Ian Baltutis, the city’s outgoing mayor, expressed some skepticism that wage increases alone will be the silver bullet to solve the police department’s struggles with retention and recruitment.

“My concern is that we don’t get stuck on a treadmill here,” he told the rest of the council during the work session. “What I’m seeing from departments all around the state and the country is that they’re all struggling with 20 percent vacancy [rates]…So, there’s only so long we can keep raising salaries. We have to get way more innovative in finding solutions.”

In response to Baltutis, Long countered that the police department has tried to improve the working conditions of officers and given them more latitude in choosing assignments at the same time it has looked at potential increases in wages.

Meanwhile, a question from councilman Harold Owen elicited an admission from Joyner that other city departments are also facing challenges with recruitment and retention not unlike those that have gripped the police force. Owen went on to argue that, if the council approves the police department’s proposed raises, it would be hard pressed to refuse the same courtesy for other positions.

“There’s a number of people who are still earning less than $15 an hour,” he said. “How do we deal with that? How do we deal with the sanitation workers? These are key people, guys…Don’t get me wrong, the police officers need increases. But we’re responsible for the entire organization, not just one department. ”

According to Burlington’s city manager Hardin Watkins, the attrition currently plaguing the city has been especially severe in public works, the city’s water resources division, and even among its administrative assistants. As a result, Watkins said that these particular positions will be addressed in the next salary studies that the Piedmont Triad Regional Council undertakes on behalf of the city.

“It has been unprecedented certainly in my career,” the city manager added, “how the market has shifted so fast.”

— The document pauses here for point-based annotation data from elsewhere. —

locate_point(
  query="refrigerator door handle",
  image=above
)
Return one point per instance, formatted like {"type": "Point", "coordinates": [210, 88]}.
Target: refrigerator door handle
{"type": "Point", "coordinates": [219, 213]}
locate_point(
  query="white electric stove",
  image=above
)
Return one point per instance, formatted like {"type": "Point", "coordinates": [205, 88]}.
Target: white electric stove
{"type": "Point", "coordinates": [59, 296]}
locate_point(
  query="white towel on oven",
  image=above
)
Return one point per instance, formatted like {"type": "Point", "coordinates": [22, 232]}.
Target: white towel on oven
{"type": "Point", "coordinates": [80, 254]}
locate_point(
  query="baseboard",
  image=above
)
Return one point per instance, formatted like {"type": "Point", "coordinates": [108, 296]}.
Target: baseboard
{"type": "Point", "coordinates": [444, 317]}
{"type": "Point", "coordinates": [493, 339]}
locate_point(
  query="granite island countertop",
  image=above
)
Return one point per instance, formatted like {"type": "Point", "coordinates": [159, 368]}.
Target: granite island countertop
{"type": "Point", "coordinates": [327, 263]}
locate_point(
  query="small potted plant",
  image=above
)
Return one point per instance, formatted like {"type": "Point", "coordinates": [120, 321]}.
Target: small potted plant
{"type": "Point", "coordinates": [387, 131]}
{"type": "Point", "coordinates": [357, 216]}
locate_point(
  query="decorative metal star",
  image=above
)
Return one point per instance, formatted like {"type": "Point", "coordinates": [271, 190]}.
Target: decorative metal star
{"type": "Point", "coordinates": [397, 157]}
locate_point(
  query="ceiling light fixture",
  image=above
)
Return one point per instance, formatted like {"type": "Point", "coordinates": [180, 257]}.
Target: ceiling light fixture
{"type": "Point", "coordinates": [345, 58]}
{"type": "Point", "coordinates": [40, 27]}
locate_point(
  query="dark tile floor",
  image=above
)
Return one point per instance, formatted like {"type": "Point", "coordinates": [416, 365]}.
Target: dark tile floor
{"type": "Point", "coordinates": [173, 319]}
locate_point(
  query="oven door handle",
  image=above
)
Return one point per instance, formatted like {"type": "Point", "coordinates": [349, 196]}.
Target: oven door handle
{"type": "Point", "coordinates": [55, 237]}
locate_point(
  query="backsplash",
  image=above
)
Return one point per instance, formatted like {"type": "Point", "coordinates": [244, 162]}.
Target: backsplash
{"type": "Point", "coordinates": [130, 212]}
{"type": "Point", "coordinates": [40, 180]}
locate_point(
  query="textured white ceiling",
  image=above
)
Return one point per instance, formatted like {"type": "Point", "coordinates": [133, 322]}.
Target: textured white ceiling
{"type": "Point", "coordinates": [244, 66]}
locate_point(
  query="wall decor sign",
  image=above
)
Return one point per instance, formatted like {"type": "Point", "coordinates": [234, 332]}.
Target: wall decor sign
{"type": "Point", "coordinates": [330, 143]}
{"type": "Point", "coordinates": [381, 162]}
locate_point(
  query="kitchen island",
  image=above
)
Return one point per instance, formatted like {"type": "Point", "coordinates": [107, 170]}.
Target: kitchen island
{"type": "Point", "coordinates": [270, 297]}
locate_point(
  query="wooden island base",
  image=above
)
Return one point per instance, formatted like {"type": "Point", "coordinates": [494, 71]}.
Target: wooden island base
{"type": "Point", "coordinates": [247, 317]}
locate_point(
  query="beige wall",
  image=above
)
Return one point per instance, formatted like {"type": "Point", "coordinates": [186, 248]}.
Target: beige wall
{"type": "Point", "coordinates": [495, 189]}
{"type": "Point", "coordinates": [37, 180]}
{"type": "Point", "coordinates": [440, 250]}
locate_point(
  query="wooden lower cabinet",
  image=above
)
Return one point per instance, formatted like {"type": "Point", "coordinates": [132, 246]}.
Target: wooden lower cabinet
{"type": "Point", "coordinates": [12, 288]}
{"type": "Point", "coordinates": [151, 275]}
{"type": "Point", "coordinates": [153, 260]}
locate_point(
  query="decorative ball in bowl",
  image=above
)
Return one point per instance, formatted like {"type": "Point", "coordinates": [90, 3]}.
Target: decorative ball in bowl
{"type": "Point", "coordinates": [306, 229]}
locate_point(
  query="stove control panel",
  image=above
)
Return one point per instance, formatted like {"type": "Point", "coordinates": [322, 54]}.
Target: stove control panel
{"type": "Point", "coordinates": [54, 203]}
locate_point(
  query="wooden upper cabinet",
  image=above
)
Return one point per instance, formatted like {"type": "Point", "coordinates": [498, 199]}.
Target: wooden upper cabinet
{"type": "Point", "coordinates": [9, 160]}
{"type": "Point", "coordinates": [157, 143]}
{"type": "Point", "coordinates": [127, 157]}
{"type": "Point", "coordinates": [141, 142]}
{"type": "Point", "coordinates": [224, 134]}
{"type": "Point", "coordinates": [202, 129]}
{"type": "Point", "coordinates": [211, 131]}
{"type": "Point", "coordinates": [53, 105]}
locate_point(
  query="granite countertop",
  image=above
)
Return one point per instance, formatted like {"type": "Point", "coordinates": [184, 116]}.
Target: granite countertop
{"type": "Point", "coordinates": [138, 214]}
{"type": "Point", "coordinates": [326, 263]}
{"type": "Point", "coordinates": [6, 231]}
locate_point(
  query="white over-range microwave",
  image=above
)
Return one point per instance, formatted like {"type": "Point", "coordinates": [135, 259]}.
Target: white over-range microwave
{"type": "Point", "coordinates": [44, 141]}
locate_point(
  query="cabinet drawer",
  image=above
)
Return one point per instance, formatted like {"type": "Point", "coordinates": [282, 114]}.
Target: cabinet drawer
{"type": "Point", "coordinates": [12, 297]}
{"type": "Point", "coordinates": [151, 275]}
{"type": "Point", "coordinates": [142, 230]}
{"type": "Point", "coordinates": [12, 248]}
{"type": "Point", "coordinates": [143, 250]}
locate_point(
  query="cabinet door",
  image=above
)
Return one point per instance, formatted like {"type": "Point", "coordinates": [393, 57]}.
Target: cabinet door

Watkins went on to ask the council for permission to “explore” the potential use of federal pandemic funds to bankroll these proposed pay increases – at least during the three years that those funds will be available to the city. The city manager conceded that the city would then pick up the tab for those raises, which he stressed would be permanent even if their initial funding is not. The council, for its part, gave him the go-ahead to pursue this proposal.

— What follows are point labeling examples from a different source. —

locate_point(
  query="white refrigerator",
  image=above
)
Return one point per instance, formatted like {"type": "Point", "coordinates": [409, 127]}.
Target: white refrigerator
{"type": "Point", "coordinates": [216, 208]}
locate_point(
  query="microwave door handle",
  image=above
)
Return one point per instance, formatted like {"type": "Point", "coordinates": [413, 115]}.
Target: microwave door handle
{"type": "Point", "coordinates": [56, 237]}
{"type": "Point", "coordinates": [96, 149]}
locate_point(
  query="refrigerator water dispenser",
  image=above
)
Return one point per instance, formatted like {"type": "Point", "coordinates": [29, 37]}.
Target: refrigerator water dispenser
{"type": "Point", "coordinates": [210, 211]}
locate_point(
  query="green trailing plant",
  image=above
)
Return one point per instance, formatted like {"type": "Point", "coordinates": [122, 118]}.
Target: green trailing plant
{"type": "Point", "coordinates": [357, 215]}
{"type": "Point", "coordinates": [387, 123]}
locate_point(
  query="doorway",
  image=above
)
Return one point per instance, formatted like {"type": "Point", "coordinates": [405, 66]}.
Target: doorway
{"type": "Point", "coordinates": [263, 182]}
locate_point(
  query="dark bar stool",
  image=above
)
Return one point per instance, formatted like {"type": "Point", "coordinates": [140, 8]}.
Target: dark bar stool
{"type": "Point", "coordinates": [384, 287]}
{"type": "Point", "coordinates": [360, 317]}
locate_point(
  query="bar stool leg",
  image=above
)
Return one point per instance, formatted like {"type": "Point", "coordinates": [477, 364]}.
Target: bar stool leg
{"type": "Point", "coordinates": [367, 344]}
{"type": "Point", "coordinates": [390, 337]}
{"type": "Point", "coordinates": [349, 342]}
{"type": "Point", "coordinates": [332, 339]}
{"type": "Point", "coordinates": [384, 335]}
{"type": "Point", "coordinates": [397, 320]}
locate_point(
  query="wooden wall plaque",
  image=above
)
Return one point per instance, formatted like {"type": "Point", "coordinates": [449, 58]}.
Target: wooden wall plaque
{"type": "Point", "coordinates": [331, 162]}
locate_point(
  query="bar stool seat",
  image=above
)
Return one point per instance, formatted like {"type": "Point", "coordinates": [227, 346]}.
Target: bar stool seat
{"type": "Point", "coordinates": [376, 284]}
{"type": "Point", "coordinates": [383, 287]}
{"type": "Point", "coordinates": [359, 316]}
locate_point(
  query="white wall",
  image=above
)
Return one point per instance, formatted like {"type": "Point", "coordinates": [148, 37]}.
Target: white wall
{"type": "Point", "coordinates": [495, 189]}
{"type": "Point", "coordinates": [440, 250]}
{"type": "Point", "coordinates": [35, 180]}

In the meantime, Jim Butler, who was formally sworn in as the city’s new mayor on Tuesday, suggested that the council make the proposed police raises an “action item” in January in order to give the police force “the horsepower it needs to move forward.” Butler also embraced the call for pay raises in other areas of city government, although he insisted that the council should start to address staff compensation with the police department.

“This is what’s before us,” he added. “This one is so critical that we need to get them an answer.”